Every dollar-denominated loan can be viewed functionally as a partial naked short position in FRNs (Federal Reserve Notes, 1.e. cash). The extent of the naked short is the inverse of the reserve ratio, so at 10% reserve, the position is written as 90% naked short. The entry is created where the bank shorts notional dollars into existence where none existed before. The Fed is a mechanism for supporting those naked shorts against margin calls that would otherwise happen in the real world - that's what a bank run really is, a margin call by lenders (depositors).
The continued existence of this naked shorting depends utterly on the willingness of the lenders to accept repayment in virtual instead of real dollars. Wire transfers, checks and book entries are all dollar substitutes, not actual dollars. An entire massive infrastructure has been erected to push people towards the conclusion that these are actually identical to FRNs. Banks will freely exchange your book entry with them for cash - until they can't anymore. The FDIC exists to guarantee that you will get cash for that book entry or other cash substitute. The Fed holds stocks of FRNs which it can exchange on a limited basis to commercial banks in danger of running out.
The scale of the pyramid scheme can be measured by the ratio of actual cash to virtual cash. Total cash in circulation (real cash) is $923 billion per the H.4.1 release dated December 10. The amount of virtual cash is the total credit outstanding, which is $52.6 TRILLION as of September 30 per the Z.1 release also dated December 10. In other words, each one dollar of cash is supporting nearly 57 dollars of credit.
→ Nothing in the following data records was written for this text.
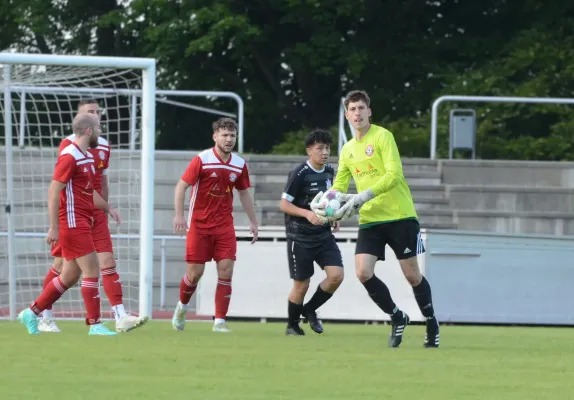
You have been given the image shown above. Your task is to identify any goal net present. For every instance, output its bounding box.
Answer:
[0,57,155,318]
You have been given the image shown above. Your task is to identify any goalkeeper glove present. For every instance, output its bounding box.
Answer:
[333,189,375,220]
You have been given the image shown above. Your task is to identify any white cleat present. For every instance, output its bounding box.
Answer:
[116,315,149,333]
[212,321,231,333]
[38,318,61,333]
[171,301,187,331]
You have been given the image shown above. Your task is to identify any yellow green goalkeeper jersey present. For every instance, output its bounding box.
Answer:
[332,125,418,228]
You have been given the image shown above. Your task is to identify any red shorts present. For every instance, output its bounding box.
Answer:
[51,212,114,257]
[185,227,237,264]
[58,229,96,261]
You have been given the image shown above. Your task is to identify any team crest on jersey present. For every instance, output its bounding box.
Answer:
[365,144,375,157]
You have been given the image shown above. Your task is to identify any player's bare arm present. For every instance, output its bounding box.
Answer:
[173,180,189,234]
[237,189,259,243]
[46,180,66,246]
[93,190,122,224]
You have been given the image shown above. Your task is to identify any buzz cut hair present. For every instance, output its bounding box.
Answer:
[211,117,237,133]
[78,98,100,109]
[344,90,371,111]
[305,129,333,148]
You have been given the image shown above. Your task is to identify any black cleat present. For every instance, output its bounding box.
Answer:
[303,310,323,333]
[388,311,410,347]
[285,324,305,336]
[423,317,440,348]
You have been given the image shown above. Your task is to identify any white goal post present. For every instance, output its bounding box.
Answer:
[0,53,156,320]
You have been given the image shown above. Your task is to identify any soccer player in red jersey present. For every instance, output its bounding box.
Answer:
[18,114,119,336]
[172,118,258,332]
[38,99,148,332]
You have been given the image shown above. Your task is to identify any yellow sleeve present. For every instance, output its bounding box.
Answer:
[370,131,403,196]
[331,149,351,193]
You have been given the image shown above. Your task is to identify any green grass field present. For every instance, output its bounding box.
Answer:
[0,321,574,400]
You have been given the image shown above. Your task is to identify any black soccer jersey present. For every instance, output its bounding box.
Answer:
[282,162,335,245]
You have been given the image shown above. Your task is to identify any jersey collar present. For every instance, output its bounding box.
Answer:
[211,146,233,164]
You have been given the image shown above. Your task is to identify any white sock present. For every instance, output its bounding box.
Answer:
[42,310,54,321]
[112,304,127,322]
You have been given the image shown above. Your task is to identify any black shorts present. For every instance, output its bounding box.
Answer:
[355,219,425,260]
[287,235,343,281]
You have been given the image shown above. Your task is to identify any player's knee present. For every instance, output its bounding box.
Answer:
[53,257,64,274]
[98,253,116,270]
[327,267,345,288]
[217,260,233,279]
[293,279,311,297]
[400,257,423,286]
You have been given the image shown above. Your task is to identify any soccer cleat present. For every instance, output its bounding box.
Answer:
[88,324,118,336]
[116,315,149,333]
[18,308,40,335]
[212,321,231,333]
[423,317,440,348]
[38,318,61,333]
[388,311,410,347]
[303,310,324,333]
[285,324,305,336]
[171,301,187,331]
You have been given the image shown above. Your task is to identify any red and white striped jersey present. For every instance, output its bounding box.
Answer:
[53,142,96,229]
[58,135,111,196]
[181,148,250,233]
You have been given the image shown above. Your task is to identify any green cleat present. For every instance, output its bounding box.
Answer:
[18,308,40,335]
[88,324,118,336]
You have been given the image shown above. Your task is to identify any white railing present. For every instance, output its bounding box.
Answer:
[430,95,574,160]
[0,226,358,309]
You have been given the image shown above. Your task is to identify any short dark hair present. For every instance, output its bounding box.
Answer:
[211,117,237,132]
[344,90,371,110]
[78,98,100,108]
[305,129,333,148]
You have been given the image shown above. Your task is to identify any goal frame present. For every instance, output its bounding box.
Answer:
[0,53,156,320]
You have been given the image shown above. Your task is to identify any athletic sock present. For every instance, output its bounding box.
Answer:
[82,278,101,325]
[179,274,197,305]
[363,275,400,316]
[287,301,303,325]
[413,276,434,319]
[303,285,333,311]
[30,276,68,315]
[215,279,232,319]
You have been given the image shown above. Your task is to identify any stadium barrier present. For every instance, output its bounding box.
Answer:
[0,227,574,325]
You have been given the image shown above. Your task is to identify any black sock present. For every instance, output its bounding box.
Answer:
[287,301,303,325]
[304,285,333,311]
[363,275,399,315]
[413,276,434,319]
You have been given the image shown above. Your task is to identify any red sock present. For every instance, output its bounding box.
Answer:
[42,266,60,311]
[30,276,68,315]
[215,279,231,319]
[102,267,124,307]
[179,274,197,304]
[82,278,100,325]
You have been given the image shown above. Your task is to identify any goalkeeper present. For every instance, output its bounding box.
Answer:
[315,91,439,347]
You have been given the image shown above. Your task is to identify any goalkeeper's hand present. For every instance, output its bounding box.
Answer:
[333,189,375,220]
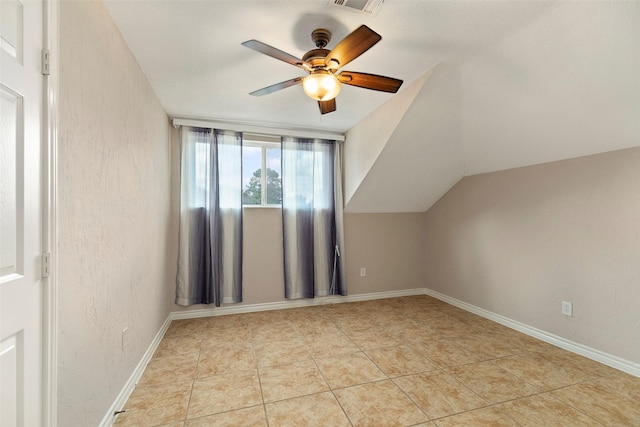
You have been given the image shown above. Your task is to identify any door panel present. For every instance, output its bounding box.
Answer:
[0,0,43,427]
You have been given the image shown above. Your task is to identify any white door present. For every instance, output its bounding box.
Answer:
[0,0,43,427]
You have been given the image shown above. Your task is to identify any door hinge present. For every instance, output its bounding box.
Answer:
[42,49,51,76]
[42,252,51,277]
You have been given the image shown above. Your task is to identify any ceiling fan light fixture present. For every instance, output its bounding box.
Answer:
[302,70,341,101]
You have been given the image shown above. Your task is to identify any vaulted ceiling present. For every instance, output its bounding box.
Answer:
[105,0,640,212]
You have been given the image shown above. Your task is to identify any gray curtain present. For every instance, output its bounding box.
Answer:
[176,126,242,306]
[281,137,346,299]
Through the mechanism of this gigantic naked short position, the value of the underlying security - the US dollar has been driven down to a huge extent. In fact, the short ratio can also be expressed as 98%. Not coincidentally, that is also the extent to which the US dollar's purchasing power has been reduced since the advent of the Federal Reserve.
This gives you some idea of the extent to which the value of the supply of dollars has been diluted by all of the substitutes that have been introduced into the system. If the dollar were a drug, it would be so heavily cut as to have no discernible effect. It also explains the desperation with which the financial world is attempting to save "the system" - by which they mean the machine that issues dollar substitutes and convinces you to accept them. There are sufficient dollars to cover less than 2% of domestic debt outstanding. That takes no account of the naked short positions of foreign banks. The bankers are short 57 dollars for each dollar that actually exists. You can well imagine what would happen if such a short position were to be squeezed to any significant extent.
One can justify banking to the extent than it increases productive capacity and therefore ultimately wealth. The increase in the pool of dollar substitutes will have minimal inflationary impact as that growth will be counter-balanced by an increase in the pool of goods those dollars can buy. This is a social good and one of the few philosophical reasons to support banking. Of course we are long past the point at which such banking was the norm, or even a large minority of credit activity.